Was this a season defining victory? Maybe, but what it did illustrate was that when faced with pressure and criticism the side has the character and fortitude to put up a performance that suggests it will be in the mix for the title, let alone a top four position.
Make no mistake, Fulham were complicit in their downfall yesterday with some poor defensive play that led to three of the City goals, but in the opening forty-five minutes at least, it was a display as ruthless and dominating as seen for some time as Fulham were dismantled in every area.
Post-game Mancini stated that there was no difference in tactical approach in this game compared with the goalless draws against United and Birmingham - performances that led to a(nother) wave of criticism at the Italian, this was a far more purposeful one; and whilst they way Mancini sets up his side attracts plenty of comment, this performance was what the formation can deliver.
Throughout the side there excellent performances: the partnership of Kolo Toure and Vincent Kompany repelling what threat Fulham could muster, but it was the midfield trio who set the tone. Nigel de Jong, combative, strong and proving quite how good technically he is was a starting point so often. The duo of Barry and Yaya Toure, whose appearance can often be lethargic, were purposeful and more effective further forward than they have been which meant Fulham's midfield pairing were over-run time and again.
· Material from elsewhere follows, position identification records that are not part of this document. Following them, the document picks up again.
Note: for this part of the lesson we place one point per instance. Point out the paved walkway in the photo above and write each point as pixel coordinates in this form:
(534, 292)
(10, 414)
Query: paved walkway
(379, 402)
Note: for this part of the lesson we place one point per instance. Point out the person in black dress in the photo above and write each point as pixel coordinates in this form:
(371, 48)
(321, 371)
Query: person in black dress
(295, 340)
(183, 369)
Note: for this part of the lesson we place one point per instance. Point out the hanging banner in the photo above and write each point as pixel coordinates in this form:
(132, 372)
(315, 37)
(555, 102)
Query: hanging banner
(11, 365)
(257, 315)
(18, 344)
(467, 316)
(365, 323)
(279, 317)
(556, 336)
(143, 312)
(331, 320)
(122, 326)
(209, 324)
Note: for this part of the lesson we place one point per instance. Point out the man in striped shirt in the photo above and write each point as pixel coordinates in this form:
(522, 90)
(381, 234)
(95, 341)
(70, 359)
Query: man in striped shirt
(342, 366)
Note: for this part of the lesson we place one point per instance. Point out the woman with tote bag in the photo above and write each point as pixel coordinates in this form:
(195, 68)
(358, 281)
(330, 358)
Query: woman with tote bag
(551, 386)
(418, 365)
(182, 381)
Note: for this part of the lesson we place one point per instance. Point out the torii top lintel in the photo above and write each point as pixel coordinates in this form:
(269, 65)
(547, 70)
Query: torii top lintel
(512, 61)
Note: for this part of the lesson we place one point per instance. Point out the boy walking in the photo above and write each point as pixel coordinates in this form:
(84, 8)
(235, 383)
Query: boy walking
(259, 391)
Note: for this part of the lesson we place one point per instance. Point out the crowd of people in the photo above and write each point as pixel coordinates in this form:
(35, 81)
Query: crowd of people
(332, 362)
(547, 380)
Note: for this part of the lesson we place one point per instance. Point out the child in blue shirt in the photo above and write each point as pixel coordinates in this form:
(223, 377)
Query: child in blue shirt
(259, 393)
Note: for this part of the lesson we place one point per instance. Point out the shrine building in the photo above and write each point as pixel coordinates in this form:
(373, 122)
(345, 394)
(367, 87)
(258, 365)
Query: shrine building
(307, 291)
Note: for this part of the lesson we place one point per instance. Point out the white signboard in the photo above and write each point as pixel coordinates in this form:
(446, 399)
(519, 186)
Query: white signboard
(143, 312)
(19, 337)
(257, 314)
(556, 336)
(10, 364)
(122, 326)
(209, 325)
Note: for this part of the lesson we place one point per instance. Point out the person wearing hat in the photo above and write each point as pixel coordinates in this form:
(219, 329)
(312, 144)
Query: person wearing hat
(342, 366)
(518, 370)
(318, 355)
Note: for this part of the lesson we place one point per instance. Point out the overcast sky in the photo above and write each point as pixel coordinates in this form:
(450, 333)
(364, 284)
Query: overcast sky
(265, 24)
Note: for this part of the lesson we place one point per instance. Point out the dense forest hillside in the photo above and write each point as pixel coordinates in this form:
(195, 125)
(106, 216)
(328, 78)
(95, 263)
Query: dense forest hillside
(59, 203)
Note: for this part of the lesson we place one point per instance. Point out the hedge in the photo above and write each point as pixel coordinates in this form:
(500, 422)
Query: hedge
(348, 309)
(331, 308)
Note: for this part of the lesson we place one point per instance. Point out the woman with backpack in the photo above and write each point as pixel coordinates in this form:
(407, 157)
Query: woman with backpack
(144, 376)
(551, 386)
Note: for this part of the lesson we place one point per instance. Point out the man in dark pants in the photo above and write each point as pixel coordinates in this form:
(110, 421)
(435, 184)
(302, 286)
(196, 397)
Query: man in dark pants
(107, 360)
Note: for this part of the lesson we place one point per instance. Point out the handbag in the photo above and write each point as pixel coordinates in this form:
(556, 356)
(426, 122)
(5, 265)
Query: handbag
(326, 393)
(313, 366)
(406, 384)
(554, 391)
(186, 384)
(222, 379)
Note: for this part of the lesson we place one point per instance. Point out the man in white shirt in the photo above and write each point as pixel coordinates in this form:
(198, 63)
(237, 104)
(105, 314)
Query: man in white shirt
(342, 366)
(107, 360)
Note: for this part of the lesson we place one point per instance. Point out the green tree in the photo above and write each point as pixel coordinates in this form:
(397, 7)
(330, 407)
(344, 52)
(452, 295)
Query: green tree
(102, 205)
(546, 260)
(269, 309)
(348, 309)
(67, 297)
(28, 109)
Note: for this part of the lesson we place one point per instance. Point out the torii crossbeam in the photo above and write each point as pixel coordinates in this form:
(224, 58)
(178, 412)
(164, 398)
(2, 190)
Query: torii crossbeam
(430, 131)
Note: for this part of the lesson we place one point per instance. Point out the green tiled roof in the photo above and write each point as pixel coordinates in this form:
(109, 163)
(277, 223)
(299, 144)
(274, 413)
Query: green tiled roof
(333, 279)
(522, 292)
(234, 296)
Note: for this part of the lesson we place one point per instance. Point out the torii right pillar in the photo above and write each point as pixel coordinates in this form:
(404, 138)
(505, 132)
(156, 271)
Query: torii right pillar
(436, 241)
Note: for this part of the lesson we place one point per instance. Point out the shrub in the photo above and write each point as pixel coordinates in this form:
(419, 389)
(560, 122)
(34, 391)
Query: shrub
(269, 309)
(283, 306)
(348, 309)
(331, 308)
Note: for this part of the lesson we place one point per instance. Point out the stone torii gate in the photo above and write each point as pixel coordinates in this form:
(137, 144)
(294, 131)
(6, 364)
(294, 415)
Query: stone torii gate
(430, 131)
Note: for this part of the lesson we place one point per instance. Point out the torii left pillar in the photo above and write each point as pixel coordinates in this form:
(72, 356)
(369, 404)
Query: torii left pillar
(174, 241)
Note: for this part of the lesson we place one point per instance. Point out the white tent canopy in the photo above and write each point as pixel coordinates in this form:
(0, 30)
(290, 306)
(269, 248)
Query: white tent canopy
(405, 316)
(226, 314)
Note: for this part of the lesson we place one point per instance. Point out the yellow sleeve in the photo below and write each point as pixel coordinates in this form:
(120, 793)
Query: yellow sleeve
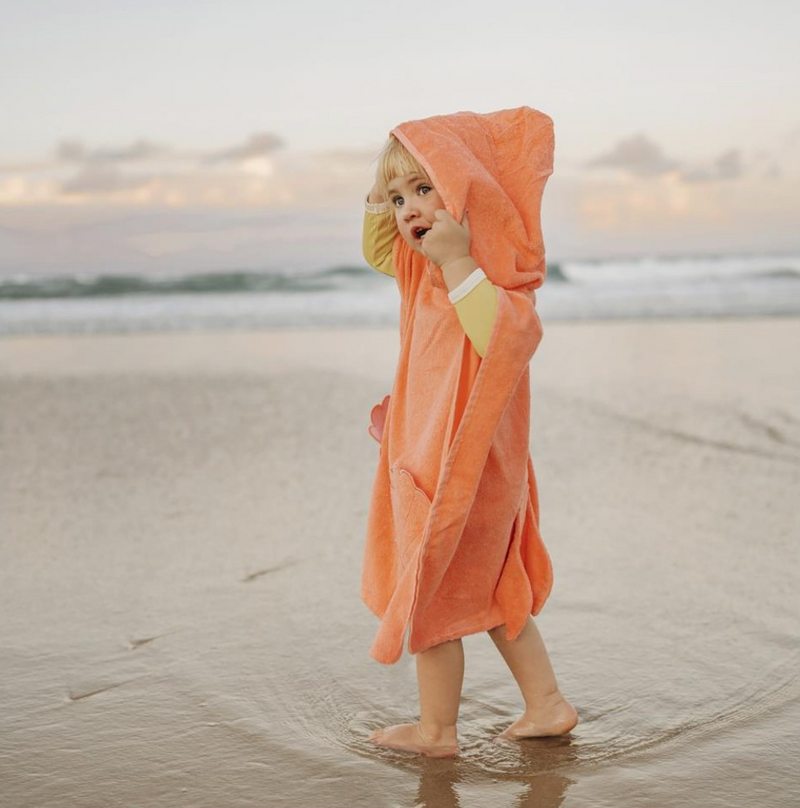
(476, 311)
(378, 238)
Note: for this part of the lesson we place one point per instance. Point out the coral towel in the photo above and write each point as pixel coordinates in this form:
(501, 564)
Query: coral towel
(453, 544)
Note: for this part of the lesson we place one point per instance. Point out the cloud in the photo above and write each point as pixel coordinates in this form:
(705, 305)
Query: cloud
(75, 151)
(258, 145)
(637, 155)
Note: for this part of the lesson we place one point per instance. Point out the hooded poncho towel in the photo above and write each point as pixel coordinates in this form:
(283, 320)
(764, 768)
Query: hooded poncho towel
(453, 544)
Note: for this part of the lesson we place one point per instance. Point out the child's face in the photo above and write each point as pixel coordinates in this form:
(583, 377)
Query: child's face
(414, 201)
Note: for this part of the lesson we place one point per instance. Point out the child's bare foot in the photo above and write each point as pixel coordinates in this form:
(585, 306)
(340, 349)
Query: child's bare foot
(553, 716)
(412, 738)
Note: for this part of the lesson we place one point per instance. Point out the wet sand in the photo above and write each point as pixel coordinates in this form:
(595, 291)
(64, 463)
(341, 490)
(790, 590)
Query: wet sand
(181, 526)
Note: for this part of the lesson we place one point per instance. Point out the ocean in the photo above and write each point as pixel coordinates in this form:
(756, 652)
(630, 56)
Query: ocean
(345, 295)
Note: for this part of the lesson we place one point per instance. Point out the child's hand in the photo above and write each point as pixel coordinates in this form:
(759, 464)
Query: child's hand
(447, 240)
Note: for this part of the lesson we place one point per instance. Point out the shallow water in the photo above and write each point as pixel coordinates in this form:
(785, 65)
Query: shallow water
(180, 621)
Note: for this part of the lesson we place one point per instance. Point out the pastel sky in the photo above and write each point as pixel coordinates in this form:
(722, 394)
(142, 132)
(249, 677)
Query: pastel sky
(239, 135)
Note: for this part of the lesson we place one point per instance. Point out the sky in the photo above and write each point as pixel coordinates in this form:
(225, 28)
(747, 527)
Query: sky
(197, 135)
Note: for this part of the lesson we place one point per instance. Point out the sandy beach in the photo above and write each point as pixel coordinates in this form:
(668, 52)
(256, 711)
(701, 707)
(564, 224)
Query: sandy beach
(181, 525)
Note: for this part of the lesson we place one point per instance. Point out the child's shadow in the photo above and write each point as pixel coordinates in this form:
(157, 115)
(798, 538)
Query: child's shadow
(439, 778)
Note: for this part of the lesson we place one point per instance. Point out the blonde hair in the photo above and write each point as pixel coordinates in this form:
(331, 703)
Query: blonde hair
(394, 160)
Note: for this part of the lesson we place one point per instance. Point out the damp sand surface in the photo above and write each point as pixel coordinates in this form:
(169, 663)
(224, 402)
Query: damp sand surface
(182, 521)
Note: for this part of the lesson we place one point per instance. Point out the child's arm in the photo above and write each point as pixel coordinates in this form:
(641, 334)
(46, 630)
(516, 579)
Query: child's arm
(475, 302)
(378, 234)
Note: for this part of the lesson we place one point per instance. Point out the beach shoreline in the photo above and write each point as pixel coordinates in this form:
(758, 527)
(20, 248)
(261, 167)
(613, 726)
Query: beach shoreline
(183, 518)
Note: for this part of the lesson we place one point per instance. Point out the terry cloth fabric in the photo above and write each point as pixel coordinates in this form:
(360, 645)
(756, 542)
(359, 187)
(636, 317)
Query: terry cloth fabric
(475, 310)
(452, 541)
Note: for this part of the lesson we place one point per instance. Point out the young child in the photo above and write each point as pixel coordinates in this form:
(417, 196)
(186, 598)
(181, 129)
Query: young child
(453, 546)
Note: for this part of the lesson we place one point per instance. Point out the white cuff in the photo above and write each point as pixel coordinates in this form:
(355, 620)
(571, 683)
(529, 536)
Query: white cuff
(375, 207)
(467, 285)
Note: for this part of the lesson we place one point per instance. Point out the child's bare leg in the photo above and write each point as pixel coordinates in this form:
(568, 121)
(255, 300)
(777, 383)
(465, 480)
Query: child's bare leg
(547, 712)
(440, 674)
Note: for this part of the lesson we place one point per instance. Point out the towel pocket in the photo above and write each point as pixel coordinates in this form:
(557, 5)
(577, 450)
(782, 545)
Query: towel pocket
(411, 507)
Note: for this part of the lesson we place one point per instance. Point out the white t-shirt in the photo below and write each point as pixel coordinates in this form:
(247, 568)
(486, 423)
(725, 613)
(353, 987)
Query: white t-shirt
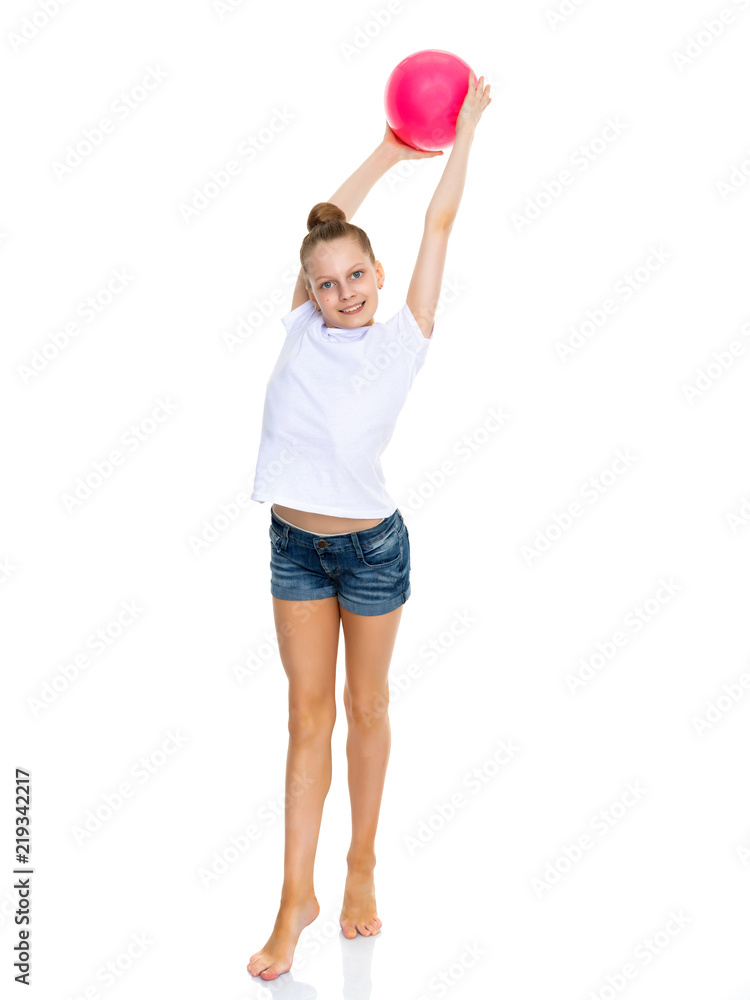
(331, 405)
It is also worth noting that once again the passing completion stats were in excess of 95% for all three.
A key component in the victory yesterday though which has been missing this season was the play of the full-backs. Aleksandar Kolarov, now fully fit, turned in the type fo performance that Wayne Bridge was touted as offering, but has yet to deliver. Strong defensively, the energy and quality going forward provided an extra option in attack and both he and the excellent Pablo Zabaleta helped spread the play superbly.
David Silva was very good once again: his technique, touch and control a joy and he was dangerous every time he gained possession. Jo was a surprise choice, playing on the left hand side position ahead of James Milner and although oft-maligned, his penchance for drifting infield took some of the burden - but crucially not the space - from Carlos Tevez.
Much like the West Brom victory, an important win was delivered when most needed. The side has proved they have some steel and undoubtedly have their managers back. What they need to show now, if they are to mount a serious tilt at the title, is the ability to be able to unlock games where sides set out to frustrate and restrict - something they have to wholly convince of.
Post-game, Mark Hughes was gracious in defeat, disappointed no doubt but acknowledging the quality of the City side on display (ironically starting seven players he brought to the club), saying:
"On their performance today certainly they're contenders. "They were excellent. If they have belief and there's some forward thinking, and maybe they're a bit more attack-minded as they were today on more occasions, there's no reason why they shouldn't be. They've got as good a chance as anybody.
"It's wide open. No one is running away with it.
"I don't like getting beaten by anybody in that manner, irrespective of whether it is City or not. This was our worst performance of the season, and it came against a very good side. We know that we are better than that."
If they can become more ruthless in this aspect, the side may well prove Mark Hughes correct.